Influence of doctor blade gap on the properties of tape cast NiO/YSZ anode supports for solid oxide fuel cells

Timurkutluk B., Celik S. , Ucar E.

Ceramics International, vol.45, no.3, pp.3192-3198, 2019 (Journal Indexed in SCI Expanded) identifier

  • Publication Type: Article / Article
  • Volume: 45 Issue: 3
  • Publication Date: 2019
  • Doi Number: 10.1016/j.ceramint.2018.10.221
  • Title of Journal : Ceramics International
  • Page Numbers: pp.3192-3198
  • Keywords: Electrochemical performance, Flexural strength, Microstructure, Solid oxide fuel cell, Tape cast anode support, Tape thickness


© 2018 Elsevier Ltd and Techna Group S.r.l.In this study, various tape cast NiO/YSZ anode support layers with similar geometric properties are fabricated by varying the doctor blade from 100 µm to 200 µm with an increment of 25 µm.

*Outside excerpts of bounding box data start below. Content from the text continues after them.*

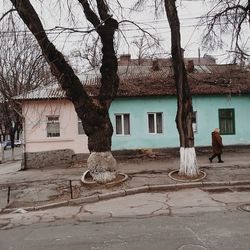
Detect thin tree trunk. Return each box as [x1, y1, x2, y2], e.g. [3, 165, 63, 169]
[165, 0, 199, 177]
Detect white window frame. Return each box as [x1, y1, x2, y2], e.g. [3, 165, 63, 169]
[115, 113, 131, 136]
[77, 116, 86, 135]
[147, 112, 163, 135]
[46, 115, 61, 138]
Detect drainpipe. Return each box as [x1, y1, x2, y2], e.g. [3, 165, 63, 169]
[21, 117, 27, 170]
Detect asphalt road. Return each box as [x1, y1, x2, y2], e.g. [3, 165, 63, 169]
[0, 187, 250, 250]
[0, 211, 250, 250]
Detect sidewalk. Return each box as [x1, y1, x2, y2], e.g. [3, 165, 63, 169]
[0, 148, 250, 212]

The mechanical properties of the anode support layers are investigated by three point bending tests of 30 samples for each doctor blade gap. The reliability curves of the flexural strength data are also obtained via two-parameter Weibull distribution method. The effects of the doctor blade gap on the microstructure and the electrochemical performance of the anode support layers are determined via SEM investigations and single cell performance-impedance tests, respectively. The apparent porosities of the samples are also measured by Archimedes’ principle. The results indicate that the doctor blade gap or the resultant tape thickness influences the microstructure of tape cast NiO/YSZ anode supports significantly, yielding different mechanical and electrochemical characteristics. At a reliability level of 70%, the highest flexural strength of 110.20 MPa is obtained from the anode support layer with a doctor blade gap of 175 µm and the 16 cm2 active area cell with this anode support layer also exhibits the highest peak performance of 0.483 W/cm2 at an operating temperature of 800 °C. Thus, a doctor blade gap of 175 µm is found to have such a microstructure that provides not only better mechanical strength but also higher electrochemical performance.